Nitrous oxide Risks
Most of the risks associated with the use of nitrous oxide by dental patients are caused either by problems or errors in the proper administration of the gas (e.g. errors in the mixture of N2O/O2) or by the inappropriate use of nitrous oxide to patients with conditions that contradict its usage.
Pressure increase due to nitrous oxide
A major cause of risks related to nitrous oxide is the change of pressure/volume of air-filled cavities in the body. Nitrous oxide is 34 times more soluble in blood than the nitrogen that is replaced. It will thus diffuse from the blood into any closed air-containing space in the body faster than the nitrogen can diffuse out. This causes a temporary increase of the volume of the gas filling the cavity, and subsequently an increase in the pressure to the walls of the cavity. Although the effect can be short lived, it can be enough to cause significant pain or/and damage to the affected body tissues.
Eye damage - The increase on air pressure does not affect only physical body cavities, but also any enclosed air filled area in the body. Nitrous oxide should not be administered to patients who recently had ocular eye surgery. Opthalmologists frequently inject intraocular gases during eye surgeries related to retinal detachments (pneumatic retinopexy). These gas bubbles can remain in the eyeball up to 3 months before they are reabsorbed. Nitrous oxide inhalation can result in the immediate expansion of the gas bubble in the eye causing healing complications and possibly eye damage. Cases of total vision loss due to central retinal artery occlusion have been reported in patients who had a recent pneumatic retinopexy eye surgery followed by dental treatment using nitrous oxide sedation.

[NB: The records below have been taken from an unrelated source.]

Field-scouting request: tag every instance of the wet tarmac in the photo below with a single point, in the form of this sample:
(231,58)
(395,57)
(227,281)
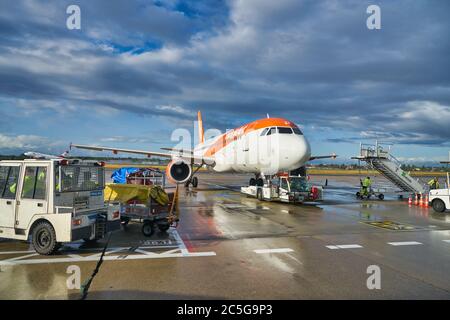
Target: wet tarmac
(229,246)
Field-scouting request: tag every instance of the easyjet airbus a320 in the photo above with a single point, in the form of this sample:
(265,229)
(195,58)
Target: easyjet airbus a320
(263,147)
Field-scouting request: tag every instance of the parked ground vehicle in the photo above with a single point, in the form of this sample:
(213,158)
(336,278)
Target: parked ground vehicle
(371,192)
(440,198)
(285,188)
(54,201)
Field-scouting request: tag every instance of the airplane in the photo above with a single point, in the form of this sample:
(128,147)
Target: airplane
(263,147)
(38,155)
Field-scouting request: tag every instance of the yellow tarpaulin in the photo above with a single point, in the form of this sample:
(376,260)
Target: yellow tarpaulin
(127,192)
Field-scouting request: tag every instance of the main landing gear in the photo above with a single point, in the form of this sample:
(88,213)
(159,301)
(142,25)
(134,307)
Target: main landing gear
(257,181)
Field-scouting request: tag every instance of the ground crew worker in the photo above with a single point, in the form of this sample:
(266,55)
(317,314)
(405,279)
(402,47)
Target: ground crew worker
(366,185)
(434,183)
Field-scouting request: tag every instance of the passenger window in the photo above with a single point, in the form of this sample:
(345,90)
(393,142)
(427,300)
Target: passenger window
(272,131)
(297,131)
(8,182)
(34,183)
(284,130)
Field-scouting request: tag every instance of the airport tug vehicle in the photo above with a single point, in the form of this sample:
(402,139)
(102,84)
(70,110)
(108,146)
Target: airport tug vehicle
(440,198)
(285,188)
(54,201)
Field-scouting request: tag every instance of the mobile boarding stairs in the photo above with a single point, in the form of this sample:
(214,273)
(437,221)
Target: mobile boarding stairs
(380,159)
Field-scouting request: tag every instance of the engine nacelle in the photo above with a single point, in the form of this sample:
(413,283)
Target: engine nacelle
(178,171)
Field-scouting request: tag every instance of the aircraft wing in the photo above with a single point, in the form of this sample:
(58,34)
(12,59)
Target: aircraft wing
(185,155)
(332,156)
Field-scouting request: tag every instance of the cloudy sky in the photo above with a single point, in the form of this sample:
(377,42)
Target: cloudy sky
(137,70)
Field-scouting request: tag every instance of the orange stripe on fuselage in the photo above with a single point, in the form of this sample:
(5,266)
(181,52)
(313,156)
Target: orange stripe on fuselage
(234,134)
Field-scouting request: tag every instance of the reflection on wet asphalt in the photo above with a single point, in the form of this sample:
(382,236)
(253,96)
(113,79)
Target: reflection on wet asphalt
(232,246)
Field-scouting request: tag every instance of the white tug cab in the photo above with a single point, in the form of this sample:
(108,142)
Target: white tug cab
(54,201)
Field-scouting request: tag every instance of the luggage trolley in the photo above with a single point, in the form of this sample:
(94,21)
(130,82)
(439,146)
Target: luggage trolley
(143,199)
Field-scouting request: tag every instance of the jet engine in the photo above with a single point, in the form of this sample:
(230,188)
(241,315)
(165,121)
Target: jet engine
(178,171)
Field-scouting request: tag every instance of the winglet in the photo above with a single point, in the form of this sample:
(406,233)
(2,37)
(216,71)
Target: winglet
(201,136)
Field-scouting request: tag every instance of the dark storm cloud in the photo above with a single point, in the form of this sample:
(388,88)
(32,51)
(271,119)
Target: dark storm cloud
(314,62)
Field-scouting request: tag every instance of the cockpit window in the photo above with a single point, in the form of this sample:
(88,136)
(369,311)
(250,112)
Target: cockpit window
(272,131)
(284,130)
(263,133)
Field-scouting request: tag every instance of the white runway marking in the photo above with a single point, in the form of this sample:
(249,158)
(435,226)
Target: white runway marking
(16,252)
(280,250)
(344,246)
(404,243)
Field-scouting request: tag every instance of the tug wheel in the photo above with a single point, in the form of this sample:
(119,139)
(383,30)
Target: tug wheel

Ear problems - Nitrous oxide sedation can create an elevated pressure in the middle ear. This may result in ear problems like a sharp pain for a small percentage of patients, and in extreme cases bleeding in the ear, hearing impairment or rupture of typanic membrane. For this reason, patients who recently had any kind of middle ear surgery (e.g. tympanic membrane graft) or have blocked eustachian tubes should not be treated with inhalation sedation because the tympanic membrane can become distended and damaged following inhalation of the nitrous oxide.
Gut pain - Nitrous oxide will dissolve out of blood into air filled spaces such as the intestines, increasing the volume of air inside them, which can lead to severe gut pain.
In order to avoid possible side effects, nitrous oxide should not be used by patients who recently had middle ear or ocular eye surgery, or have sinusitis, ear problems, bowel obstruction or pneumothorax. Patients with any of these conditions should inform their dentist, in order to suggest another more suitable method of sedation.